J’avais réservé un tour avec Brier Island Whale and Seabird Cruises (BIWSC). C’était un après-midi ensoleillé d’août et la mer était calme : des conditions parfaites pour l’observation de baleines.
Juste avant mon départ, un membre du personnel (j’ai appris plus tard qu’il s’agissait de Shelley Lonergan, naturaliste en chef et dirigeante de BIWSC) venait de recevoir un appel concernant la présence d’une baleine noire au large de la côte de Digby. Toutefois, il ne s’agissait pas de n’importe quelle baleine noire.
Celle-ci était enchevêtrée dans des câbles de pêche.
Puisque mes billets étaient pour le prochain départ, j’avais espoir de voir la baleine. Je me remémorai tout ce que je savais sur les baleines noires qui me permettrait de l’identifier : un souffle en forme de V, des plaques blanches de peau épaisse sur la tête et l’absence de nageoire dorsale. Avant même de m’en rendre compte, mon appareil photo était prêt et j’étais assise dans le canot pneumatique avec le Capitaine Guy, tandis que nous naviguions sur la mer calme.
Après que Capitaine Guy eut jasé pendant 40 minutes avec d’autres observateurs de baleines par radio, nous eûmes la confirmation qu’elle avait été aperçue dans la direction vers laquelle nous nous dirigions.
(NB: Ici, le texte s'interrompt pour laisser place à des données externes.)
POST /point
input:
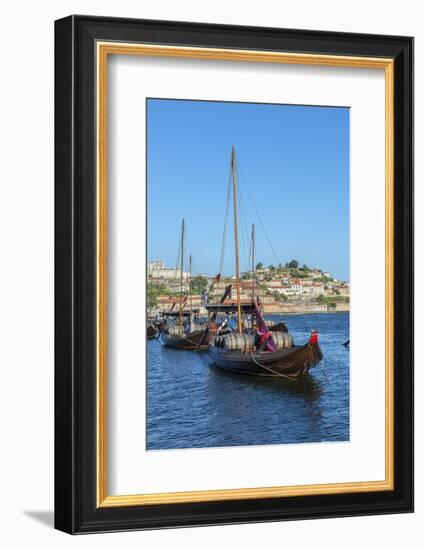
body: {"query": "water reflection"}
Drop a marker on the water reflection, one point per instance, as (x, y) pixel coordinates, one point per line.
(193, 404)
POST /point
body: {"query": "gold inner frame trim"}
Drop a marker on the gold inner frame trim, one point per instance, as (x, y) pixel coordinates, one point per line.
(103, 50)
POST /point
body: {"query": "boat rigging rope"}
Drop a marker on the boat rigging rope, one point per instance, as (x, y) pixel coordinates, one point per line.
(221, 262)
(291, 378)
(243, 179)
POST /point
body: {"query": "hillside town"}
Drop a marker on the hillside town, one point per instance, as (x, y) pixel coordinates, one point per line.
(291, 288)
Quelques minutes plus tard, Capitaine Guy ralentit le canot et coupa le moteur.
Nous vîmes et entendîmes un bruyant souffle en forme de V une centaine de mètres plus loin. Puis, une baleine noire avec des callosités blanches sur la tête remonta à la surface. Il n’y avait pas de nageoire sur son dos. C’était celle que j’attendais.
La baleine frôla la surface, puis remonta pour prendre l’air juste à côté de nous. De nombreux câbles de pêche étaient enroulés autour de son rostre tandis qu’elle nageait et respirait tranquillement. Mon exaltation fut rapidement remplacée par un sentiment inévitable de désespoir et de tristesse pour la baleine. Je ne pus m’empêcher de prendre quelques photos et de filmer la scène afin de conserver ce souvenir à la fois heureux et éprouvant.
Une fois revenue sur la terre ferme, je montrai mes photos à Shelley qui me suggéra de les envoyer à un chercheur spécialiste des baleines qui pourrait les utiliser dans le but d’identifier la baleine et d’en apprendre plus sur la menace que pose l’empêtrement.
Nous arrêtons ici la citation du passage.